Forum Węgierskie

Pełna wersja: Lublin-Balatonfured
Aktualnie przeglądasz uproszczoną wersję forum. Kliknij tutaj, by zobaczyć wersję z pełnym formatowaniem.
Witam, będę jechała z Lublina do Balatonfured, wyjazd  15 w sobotę rano, z rowerami na dachu. Którą trasę byście mi polecili? nie ukrywam iż najchętniej bez opłat lub chociaż ominąć opłaty na Słowacji. Czy odcinek miedzy Koszycami a granicą jest płatny nie da się ominąć, bo są tam dwie równoległe drogi a google uparcie omija obie.
(03-06-2019, 12:44)agacz napisał(a): [ -> ]Witam, będę jechała z Lublina do Balatonfured, wyjazd  15 w sobotę rano, z rowerami na dachu. Którą trasę byście mi polecili? nie ukrywam iż najchętniej bez opłat lub chociaż ominąć opłaty na Słowacji. Czy odcinek miedzy Koszycami a granicą jest płatny nie da się ominąć, bo są tam dwie równoległe drogi a google uparcie omija obie.

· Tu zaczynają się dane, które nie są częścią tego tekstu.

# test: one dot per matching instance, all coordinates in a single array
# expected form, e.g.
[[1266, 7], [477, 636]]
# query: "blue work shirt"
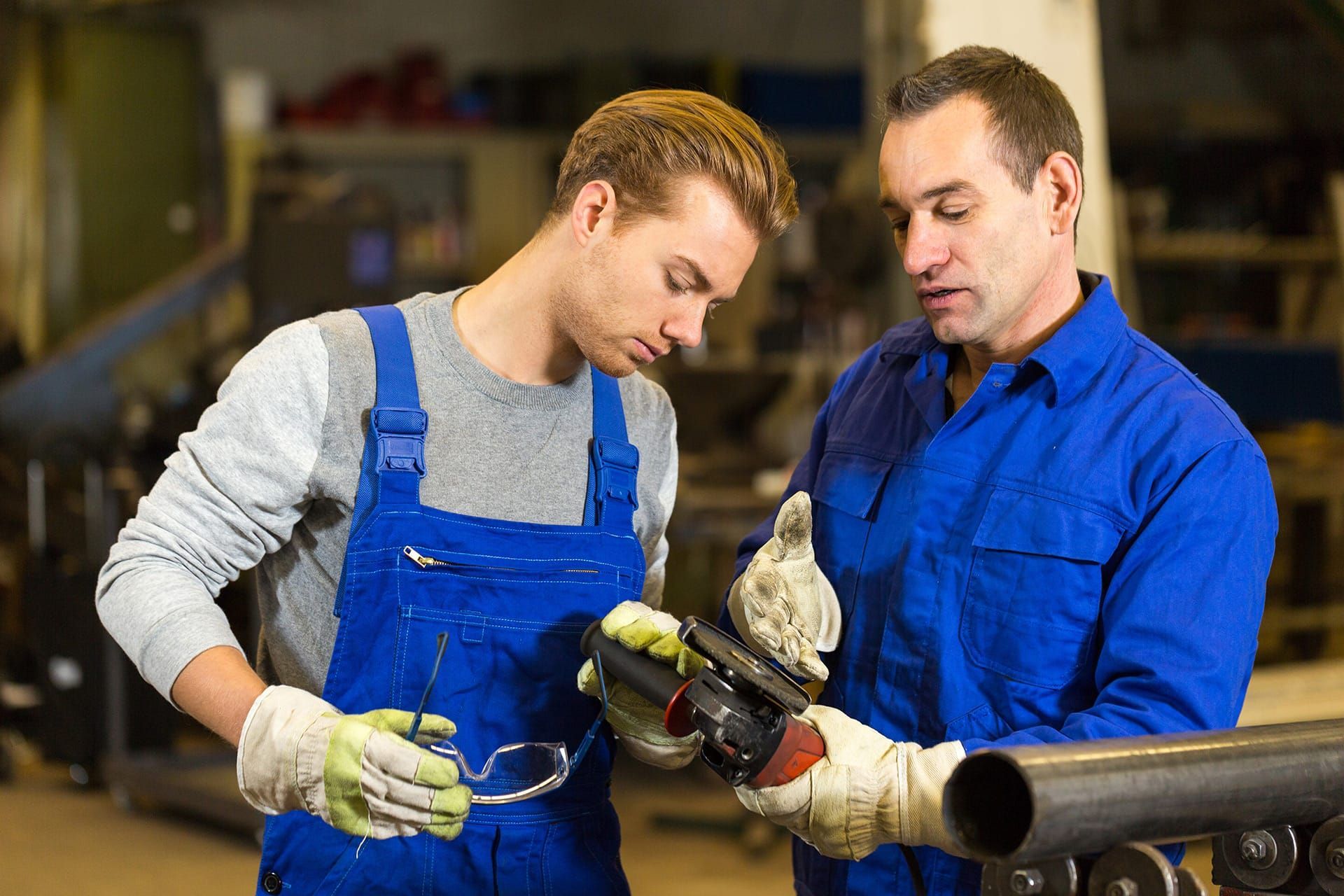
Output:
[[1078, 552]]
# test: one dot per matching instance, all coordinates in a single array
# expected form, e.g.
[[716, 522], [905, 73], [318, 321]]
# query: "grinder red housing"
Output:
[[743, 706]]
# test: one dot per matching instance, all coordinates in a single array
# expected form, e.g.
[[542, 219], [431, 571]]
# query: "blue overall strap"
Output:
[[394, 451], [613, 463]]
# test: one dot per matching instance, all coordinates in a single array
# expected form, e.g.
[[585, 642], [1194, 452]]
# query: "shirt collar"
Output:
[[1072, 356]]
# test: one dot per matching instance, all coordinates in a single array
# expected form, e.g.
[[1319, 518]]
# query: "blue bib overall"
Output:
[[514, 599]]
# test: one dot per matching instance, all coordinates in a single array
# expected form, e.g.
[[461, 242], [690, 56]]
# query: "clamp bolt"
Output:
[[1027, 881], [1259, 849], [1123, 887]]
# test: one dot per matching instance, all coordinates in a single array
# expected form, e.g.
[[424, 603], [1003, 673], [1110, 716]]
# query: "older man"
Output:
[[1031, 523]]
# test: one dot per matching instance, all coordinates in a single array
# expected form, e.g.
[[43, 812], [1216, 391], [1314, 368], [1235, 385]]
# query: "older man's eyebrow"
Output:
[[951, 187], [702, 282]]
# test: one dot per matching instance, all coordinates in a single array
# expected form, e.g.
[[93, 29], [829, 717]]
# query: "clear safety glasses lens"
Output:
[[515, 771]]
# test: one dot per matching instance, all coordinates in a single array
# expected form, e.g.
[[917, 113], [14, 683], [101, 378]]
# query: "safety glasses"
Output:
[[521, 770]]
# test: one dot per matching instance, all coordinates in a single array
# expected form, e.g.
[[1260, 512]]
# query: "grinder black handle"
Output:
[[641, 673]]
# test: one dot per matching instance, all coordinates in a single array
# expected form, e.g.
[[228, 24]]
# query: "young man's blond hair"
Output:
[[647, 141]]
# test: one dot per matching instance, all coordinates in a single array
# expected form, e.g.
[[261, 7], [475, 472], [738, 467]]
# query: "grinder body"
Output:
[[741, 704]]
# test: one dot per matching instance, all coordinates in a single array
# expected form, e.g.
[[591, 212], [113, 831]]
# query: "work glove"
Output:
[[866, 792], [783, 603], [359, 774], [638, 723]]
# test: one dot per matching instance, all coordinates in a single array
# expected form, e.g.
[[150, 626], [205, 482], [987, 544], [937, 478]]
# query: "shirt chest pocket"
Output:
[[1034, 587]]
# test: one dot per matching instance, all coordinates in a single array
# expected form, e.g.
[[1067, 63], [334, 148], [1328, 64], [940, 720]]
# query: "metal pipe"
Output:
[[1022, 804]]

Przejrzyj forum, np. https://forum.wegierskie.com/Dojazd-z-Ko...op%C5%82at
Jak najbardziej na Słowacji da się ominąć płatną autostradę Preszów-Koszyce drogą nr 20 a później za Koszycami trzymaj się drogi nr 17 która poprowadzi  Cię do samej granicy z Węgrami.Na Węgrzech kup sobie winietę bo od Miszkolca pojedziesz autostradą to nie jest duży wydatek a jazda będzie szybsza i prostsza
Dzięki bardzo
(03-06-2019, 12:44)agacz napisał(a): [ -> ]Witam, będę jechała z Lublina do Balatonfured, wyjazd  15 w sobotę rano, z rowerami na dachu. Którą trasę byście mi polecili? nie ukrywam iż najchętniej bez opłat lub chociaż ominąć opłaty na Słowacji. Czy odcinek miedzy Koszycami a granicą jest płatny nie da się ominąć, bo są tam dwie równoległe drogi a google uparcie omija obie.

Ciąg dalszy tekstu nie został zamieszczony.